When I was a kid I rode horses. My parents didn't understand or approve. I was given a special merit scholarship that was designed and given directly to me because the instructor saw such potential. At her request, I lived with her for the duration of my time at this prestigious school. I was very, very good at what I did. Unfortunately a kid needs family support and I had to quit. I was always told "you can do it later, when you're grown and on your own."

I never got that second chance. My bad health kicked in and I lost that opportunity forever. I will go to my grave wondering how far I could have gone. Part of me feels that this was another thing stolen from me in this whole process, and that is hard for me to wrap my brain around. It is one of the hardest things for me to forgive.

I learned to prioritize my life, on paper if necessary. This really helps me see things differently.

Don't put off the things that are terribly important to you. If you wonder now if you could have done it, you will probably always feel that way. You don't need that additional stress on top of all else you are undertaking.

We will all be anxiously waiting too see what you decide, but I for one hope you will keep up with us in the Migraine world to which you have added such insight and zest.

Ellen Schnakenberg
my Blog

MaxJerz said...

Ellen, thanks so much for your thoughts. I definitely will not be abandoning the Migraine community any time soon. All of you are too important to me to stop participating.

I hope to post an update in the next few days, but the brief version is this: I did resign from my AIA position. Among everything else I discussed in this post, I didn't want to give up my available time for blogging and keeping up with our community.

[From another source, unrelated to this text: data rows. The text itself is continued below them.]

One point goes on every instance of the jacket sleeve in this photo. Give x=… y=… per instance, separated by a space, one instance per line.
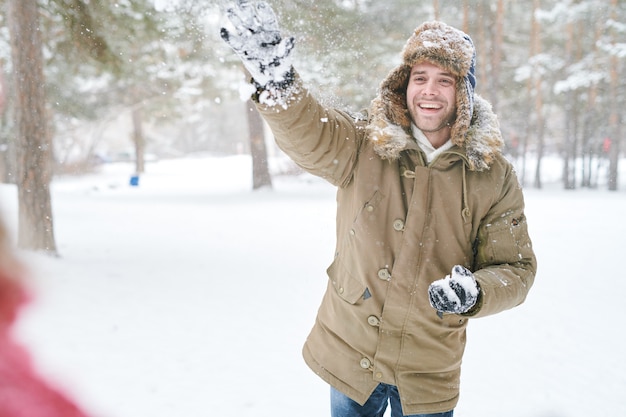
x=505 y=263
x=322 y=141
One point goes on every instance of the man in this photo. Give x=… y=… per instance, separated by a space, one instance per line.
x=431 y=228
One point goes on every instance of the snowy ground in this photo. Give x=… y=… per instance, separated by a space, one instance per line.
x=191 y=295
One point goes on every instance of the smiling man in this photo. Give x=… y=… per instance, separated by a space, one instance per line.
x=431 y=230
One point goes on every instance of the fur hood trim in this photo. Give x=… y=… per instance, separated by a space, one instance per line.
x=482 y=140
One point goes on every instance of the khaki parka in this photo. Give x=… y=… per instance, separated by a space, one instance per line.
x=402 y=224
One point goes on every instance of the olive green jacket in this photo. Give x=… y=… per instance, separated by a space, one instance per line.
x=402 y=224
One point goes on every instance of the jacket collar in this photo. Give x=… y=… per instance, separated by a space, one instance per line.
x=481 y=142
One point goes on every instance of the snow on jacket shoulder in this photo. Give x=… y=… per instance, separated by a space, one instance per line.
x=402 y=224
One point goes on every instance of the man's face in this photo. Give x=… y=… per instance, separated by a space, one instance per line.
x=431 y=100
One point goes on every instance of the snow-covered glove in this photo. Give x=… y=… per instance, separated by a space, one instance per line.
x=457 y=293
x=258 y=42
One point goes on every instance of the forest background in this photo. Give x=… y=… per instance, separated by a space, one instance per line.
x=86 y=82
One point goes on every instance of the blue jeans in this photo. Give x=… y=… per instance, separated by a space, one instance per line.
x=375 y=406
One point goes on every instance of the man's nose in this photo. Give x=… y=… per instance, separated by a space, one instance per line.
x=430 y=88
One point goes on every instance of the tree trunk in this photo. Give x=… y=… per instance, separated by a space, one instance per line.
x=496 y=56
x=260 y=169
x=34 y=150
x=535 y=48
x=139 y=141
x=614 y=128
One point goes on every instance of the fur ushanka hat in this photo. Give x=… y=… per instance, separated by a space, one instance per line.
x=447 y=47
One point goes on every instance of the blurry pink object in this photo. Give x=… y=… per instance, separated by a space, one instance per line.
x=23 y=393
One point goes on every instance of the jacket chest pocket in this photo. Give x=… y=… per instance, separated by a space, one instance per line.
x=346 y=286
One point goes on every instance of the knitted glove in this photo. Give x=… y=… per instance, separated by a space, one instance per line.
x=258 y=42
x=457 y=293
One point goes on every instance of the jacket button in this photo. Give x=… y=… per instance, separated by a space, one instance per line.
x=384 y=274
x=373 y=321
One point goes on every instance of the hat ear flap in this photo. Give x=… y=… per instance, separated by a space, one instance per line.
x=464 y=110
x=393 y=96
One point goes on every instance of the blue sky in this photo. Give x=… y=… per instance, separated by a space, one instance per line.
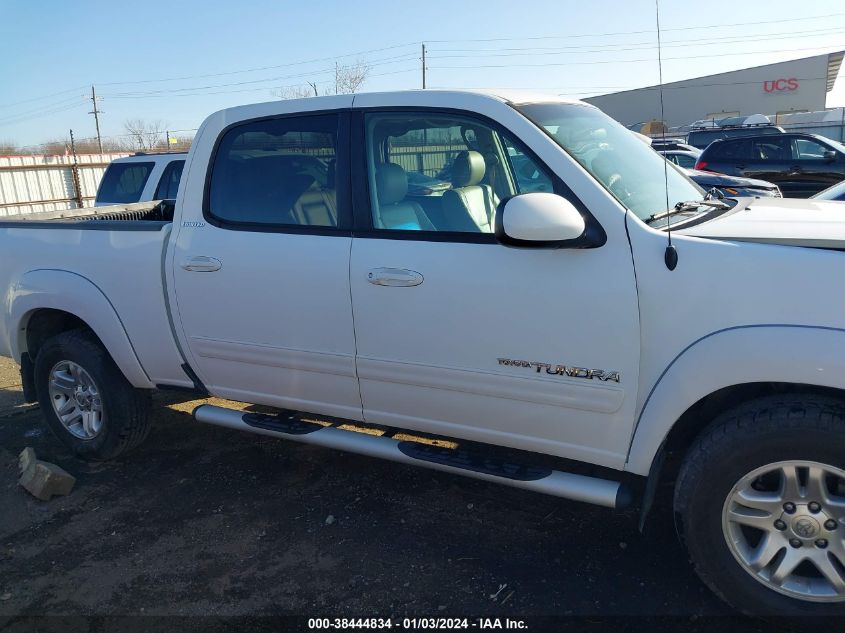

While I don't have much energy for volunteering with the architecture community, it is still very important to me that I'm an active part of the Migraine community.

Thanks again, everyone, for your comments!

Be well,
MJ

Laura said...

MJ, I'm LauraSue from Teri's forum. I know you're off the computer for a while, and I know this is an older post, but I just wanted to say that this post really rang a bell with me. I was also a high-functioning, successful professional. Now I can barely get out of bed. What the heck happened?! Oh, yeah, I got sick, just like you said. We can't expect to run marathons if we have broken legs, and we can't expect to do everything in life perfectly when we have migraine disease. Hang in there, sweetie, and know that you helped me today.